Given an m x n binary matrix grid, where 0 represents a sea cell and 1 represents a land cell, return the number of land cells in grid from which you can't reach to the boundary in any number of moves.

In a single move, you can walk from one cell to any cell, which is 4-directionally adjacent to the current cell.

Examples

Example 1:

  • Input: grid =
[[0, 0, 0, 1],
 [1, 0, 1, 0],
 [0, 1, 1, 0],
 [0, 0, 0, 0]]
  • Output: 3
  • Justification: The three land cells in the center, which are at (1, 2), (2, 1), and (2, 2) positions, are surrounded by sea cells and cannot reach the boundary.

Example 2:

  • Input: grid =
[[0, 1, 0],
 [1, 1, 1],
 [0, 1, 0]]
  • Output: 0
  • Justification: All land cells can connect to the edge either directly or through other land cells.

Example 3:

  • Input: grid =
[[0, 0, 0, 0, 0],
 [0, 1, 1, 1, 0],
 [0, 1, 0, 1, 0],
 [0, 1, 1, 1, 0],
 [0, 0, 0, 0, 0]]
  • Output: 8
  • Justification: The eight land cells in the middle are surrounded by sea cells and cannot reach the boundary.

Constraints:

  • m == grid.length
  • n == grid[i].length
  • 1 <= m, n <= 500
  • grid[i][j] is either 0 or 1.

Solution

To solve this problem, we need to find land cells that are completely enclosed by sea cells.

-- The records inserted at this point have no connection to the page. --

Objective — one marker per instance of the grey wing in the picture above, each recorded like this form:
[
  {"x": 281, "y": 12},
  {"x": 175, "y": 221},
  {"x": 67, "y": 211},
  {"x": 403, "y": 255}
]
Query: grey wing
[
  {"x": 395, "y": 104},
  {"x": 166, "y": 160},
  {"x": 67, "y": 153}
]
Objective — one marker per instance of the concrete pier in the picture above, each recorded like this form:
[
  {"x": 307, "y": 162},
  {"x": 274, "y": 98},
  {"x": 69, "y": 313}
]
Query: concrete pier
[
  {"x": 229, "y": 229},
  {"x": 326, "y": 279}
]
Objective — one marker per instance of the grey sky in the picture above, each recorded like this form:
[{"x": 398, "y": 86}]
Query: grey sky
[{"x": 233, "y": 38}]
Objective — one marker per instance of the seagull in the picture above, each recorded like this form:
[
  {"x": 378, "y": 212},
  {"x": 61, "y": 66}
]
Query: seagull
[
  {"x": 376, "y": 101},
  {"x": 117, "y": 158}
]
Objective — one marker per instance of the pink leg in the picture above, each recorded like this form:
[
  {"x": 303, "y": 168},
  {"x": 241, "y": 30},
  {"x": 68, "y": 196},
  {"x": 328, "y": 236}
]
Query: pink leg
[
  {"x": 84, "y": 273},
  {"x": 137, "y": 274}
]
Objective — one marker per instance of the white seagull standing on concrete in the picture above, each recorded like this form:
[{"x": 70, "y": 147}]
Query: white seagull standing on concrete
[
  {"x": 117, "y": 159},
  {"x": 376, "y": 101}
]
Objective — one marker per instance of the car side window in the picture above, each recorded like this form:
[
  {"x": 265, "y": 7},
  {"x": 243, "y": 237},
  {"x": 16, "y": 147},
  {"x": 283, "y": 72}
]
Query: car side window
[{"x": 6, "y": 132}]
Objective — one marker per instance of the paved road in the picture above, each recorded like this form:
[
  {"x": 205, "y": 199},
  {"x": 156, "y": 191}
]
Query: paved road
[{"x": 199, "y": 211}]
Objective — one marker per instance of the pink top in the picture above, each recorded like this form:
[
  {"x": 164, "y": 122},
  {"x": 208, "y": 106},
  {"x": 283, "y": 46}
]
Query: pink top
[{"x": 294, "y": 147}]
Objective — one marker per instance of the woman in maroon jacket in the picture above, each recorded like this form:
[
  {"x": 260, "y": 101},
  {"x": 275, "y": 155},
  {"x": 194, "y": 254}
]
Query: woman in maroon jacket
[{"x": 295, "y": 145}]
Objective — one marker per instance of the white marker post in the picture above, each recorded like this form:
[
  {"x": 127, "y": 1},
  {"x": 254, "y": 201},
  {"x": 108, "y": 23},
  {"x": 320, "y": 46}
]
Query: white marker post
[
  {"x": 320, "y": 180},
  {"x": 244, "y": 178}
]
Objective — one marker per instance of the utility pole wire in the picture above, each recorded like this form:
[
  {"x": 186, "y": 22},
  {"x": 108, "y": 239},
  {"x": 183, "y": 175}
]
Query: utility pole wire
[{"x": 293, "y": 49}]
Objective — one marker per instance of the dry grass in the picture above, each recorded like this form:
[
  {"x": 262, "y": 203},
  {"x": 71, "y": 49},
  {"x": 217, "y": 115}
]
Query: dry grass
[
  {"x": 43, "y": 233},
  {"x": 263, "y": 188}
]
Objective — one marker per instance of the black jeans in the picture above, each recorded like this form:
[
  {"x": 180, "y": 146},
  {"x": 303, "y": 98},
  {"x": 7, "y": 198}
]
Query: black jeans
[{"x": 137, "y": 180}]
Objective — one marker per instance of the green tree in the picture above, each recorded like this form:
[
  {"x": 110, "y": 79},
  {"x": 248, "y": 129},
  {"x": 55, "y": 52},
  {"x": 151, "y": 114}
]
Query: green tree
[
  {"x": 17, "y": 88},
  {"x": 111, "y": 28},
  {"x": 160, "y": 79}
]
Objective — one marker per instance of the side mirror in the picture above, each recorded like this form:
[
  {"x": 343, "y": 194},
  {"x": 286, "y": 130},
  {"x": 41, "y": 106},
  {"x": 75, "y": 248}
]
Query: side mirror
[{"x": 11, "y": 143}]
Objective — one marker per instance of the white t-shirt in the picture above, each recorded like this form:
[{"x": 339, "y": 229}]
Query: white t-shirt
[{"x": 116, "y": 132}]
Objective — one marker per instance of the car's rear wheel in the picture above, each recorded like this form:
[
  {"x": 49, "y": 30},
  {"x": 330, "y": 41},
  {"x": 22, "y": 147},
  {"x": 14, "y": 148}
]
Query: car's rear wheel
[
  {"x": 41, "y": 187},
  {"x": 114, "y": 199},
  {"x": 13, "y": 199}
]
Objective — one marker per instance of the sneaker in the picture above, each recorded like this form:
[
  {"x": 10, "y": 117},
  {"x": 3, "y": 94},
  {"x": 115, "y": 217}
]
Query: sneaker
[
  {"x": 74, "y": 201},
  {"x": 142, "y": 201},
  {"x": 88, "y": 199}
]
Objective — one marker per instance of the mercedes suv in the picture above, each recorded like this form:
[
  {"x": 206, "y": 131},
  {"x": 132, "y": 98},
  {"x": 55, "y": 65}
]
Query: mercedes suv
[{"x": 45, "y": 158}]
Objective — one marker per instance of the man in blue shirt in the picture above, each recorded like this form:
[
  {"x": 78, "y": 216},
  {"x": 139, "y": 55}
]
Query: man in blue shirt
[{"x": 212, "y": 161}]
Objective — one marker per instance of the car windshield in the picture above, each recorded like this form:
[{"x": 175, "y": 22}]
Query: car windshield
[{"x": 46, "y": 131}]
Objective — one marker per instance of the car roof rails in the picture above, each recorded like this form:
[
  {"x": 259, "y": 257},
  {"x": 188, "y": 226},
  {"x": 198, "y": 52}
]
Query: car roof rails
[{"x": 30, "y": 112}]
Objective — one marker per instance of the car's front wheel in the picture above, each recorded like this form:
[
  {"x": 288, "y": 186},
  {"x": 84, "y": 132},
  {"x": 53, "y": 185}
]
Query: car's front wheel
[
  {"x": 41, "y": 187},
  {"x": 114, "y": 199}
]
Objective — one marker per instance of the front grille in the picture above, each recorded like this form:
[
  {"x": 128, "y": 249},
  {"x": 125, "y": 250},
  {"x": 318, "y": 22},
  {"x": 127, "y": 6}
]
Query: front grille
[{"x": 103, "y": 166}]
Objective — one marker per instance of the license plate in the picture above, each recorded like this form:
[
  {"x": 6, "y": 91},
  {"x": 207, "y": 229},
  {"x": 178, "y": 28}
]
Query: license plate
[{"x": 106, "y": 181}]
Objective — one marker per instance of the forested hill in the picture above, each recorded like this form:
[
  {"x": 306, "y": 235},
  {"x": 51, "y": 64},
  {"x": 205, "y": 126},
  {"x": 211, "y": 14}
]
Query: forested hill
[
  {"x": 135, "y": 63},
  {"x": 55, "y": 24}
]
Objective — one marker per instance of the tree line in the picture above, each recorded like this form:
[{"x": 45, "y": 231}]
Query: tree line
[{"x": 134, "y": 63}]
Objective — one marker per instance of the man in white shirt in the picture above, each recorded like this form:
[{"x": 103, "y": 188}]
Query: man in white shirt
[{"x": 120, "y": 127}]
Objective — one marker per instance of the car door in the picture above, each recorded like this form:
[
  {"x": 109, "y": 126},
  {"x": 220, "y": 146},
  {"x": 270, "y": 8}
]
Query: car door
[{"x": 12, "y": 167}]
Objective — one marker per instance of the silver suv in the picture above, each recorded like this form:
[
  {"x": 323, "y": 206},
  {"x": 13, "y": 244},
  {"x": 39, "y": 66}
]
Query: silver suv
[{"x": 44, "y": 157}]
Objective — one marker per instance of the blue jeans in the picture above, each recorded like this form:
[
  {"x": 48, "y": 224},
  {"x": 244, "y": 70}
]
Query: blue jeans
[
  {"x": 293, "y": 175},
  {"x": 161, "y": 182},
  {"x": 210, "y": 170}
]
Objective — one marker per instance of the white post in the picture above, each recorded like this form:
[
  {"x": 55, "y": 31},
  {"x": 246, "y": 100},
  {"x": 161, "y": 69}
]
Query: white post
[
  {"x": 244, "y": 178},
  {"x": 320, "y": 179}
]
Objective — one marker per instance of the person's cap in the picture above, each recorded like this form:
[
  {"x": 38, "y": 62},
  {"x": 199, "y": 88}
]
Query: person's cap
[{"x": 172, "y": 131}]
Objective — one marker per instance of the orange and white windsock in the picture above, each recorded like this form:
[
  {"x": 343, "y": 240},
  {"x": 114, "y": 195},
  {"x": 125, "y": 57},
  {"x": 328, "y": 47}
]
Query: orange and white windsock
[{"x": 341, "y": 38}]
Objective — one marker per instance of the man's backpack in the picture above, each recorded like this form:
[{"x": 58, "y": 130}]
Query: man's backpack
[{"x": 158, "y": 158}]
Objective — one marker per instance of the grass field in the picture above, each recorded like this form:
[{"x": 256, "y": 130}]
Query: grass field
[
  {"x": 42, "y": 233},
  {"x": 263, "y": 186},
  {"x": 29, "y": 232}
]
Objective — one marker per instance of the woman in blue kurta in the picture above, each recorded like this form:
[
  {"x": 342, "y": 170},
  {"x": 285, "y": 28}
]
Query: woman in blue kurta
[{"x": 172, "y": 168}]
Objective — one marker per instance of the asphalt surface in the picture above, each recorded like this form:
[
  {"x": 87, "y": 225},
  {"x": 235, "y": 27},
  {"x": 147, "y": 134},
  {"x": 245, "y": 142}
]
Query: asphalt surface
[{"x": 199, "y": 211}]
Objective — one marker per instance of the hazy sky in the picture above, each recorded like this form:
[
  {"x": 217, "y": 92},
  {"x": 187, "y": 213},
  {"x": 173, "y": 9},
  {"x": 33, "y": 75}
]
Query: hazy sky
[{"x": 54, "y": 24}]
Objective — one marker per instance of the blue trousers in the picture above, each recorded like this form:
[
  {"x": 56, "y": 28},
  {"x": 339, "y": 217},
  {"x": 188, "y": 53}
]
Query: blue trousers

Our approach starts by identifying and marking all land cells connected to the boundary. These boundary-connected cells can potentially reach the sea, so we eliminate them from consideration. Next, we count the remaining land cells that are not connected to the boundary. This ensures that we only count land cells that are truly surrounded.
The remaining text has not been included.